Арест и первые отклики
Синявский был арестован 8 сентября 1965 г. на московской улице, Даниэль – 12 сентября при выходе из аэровокзала «Внуково». В московских литературных кругах об этом узнали сразу, в советских газетах сообщений не было, а первыми новость сообщили 19 октября 1965 г. корреспонденты «Нью-Йорк таймс» сразу в трех материалах. В одном из них говорилось: «Достоверные источники сообщают, что в дополнение к Андрею Д. Синявскому власти арестовали журналиста по имени Даниелло, который, как говорят, написал книгу под названием «Московский призыв»».
Первая заметка об аресте в парижской «Le Monde» начиналась так: «Москва, 19 октября. АФП. Три советских писателя, некоторые работы которых много лет публиковались на Западе, арестованы и ожидают суда, – заявляют в некоторых литературных кругах Москвы. С их ареста прошло около трех недель. Эти писатели – Абрам Терц, некий Даниэло и третий, личность которого не уточнялась. Абрам Терц – псевдоним, выбранный Андреем Синявским, литературным критиком журнала «Новый мир» и другом Бориса Пастернака. Опубликованные на Западе работы этих трех писателей не были переводами работ, опубликованных в Советском Союзе, а оригинальными текстами, переданными на Запад способом, который в Советcком Союзе считается незаконным». Переводчика Юлия Даниэля идентифицировали на Западе к 23 октября 1965-го.
Пока зарубежная пресса объясняла всему миру, что в СССР возрождается сталинизм и демонстративно подавляется свобода художественного творчества, вследствие чего писателей арестовывают просто за издание повестей и рассказов, Москва молчала. Заговорила Москва только 3 января 1966 года, когда Борис Белицкий, штатный сотрудник московского иновещания на английском языке, разразился комментарием, из которого следовало, что специалисты не считают арестованных писателями, их наказание поддержит советский народ, а Западу годится любой повод, лишь бы поглумиться над СССР.
В СССР о «преступлениях» Синявского и Даниэля советские люди, которые не слушали западные радиостанции, впервые узнали из статьи правильного советского писателя Дм. Еремина «Перевертыши», опубликованной в «Известиях» в январе 1966-го. Это была обычная заказная статья, написанная обычным советским языком и, как обычно, рассчитанная на тех, кто никогда не читал сочинений «перевертышей». Ясно, что рукой советского писателя Еремина, лауреата Сталинской премии, секретаря Московского отделения СП РСФСР, водили чекисты, потому что в конце статьи было сформулировано обвинение по ст. 70 УК РСФСР, которое в итоге и было предъявлено «…«Сочинения» этих отщепенцев, насквозь проникнутые злобной клеветой на наш общественный строй, на наше государство, являют собой образчики антисоветской пропаганды. Всем содержанием своим они направлены на разжигание вражды между народами и государствами, на обострение военной опасности. По существу говоря, это выстрелы в спину народа».

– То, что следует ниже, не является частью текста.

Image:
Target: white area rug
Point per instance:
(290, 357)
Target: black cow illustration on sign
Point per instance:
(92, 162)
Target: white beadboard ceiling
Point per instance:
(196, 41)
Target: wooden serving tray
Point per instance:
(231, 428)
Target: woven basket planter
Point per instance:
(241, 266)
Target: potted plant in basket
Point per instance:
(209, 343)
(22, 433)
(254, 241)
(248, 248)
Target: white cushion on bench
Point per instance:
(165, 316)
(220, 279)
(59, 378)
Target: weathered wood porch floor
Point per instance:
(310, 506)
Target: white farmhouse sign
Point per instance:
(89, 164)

Затем статью поместила «Литературная газета», автором была Зоя Кедрина, статья называлась «Наследники Смердякова».
Контрнаступление инакомыслящих началось еще до суда. В День Конституции 5 декабря 1965 года на Пушкинской площади в 18 часов состоялся митинг. Пришло около 200 человек, они требовали то ли гласности по делу Синявского и Даниэля, то ли гласного суда. Естественно, милиция разогнала собравшихся, 20 человек оказались в штабе народной дружины, допрошены и отпущены, а потом их прорабатывали по месту учебы на комсомольских собраниях, несколько человек исключили. Это вызвало появление листовки с протестом против надругательства над демократией и антиконституционного насилия над личностью.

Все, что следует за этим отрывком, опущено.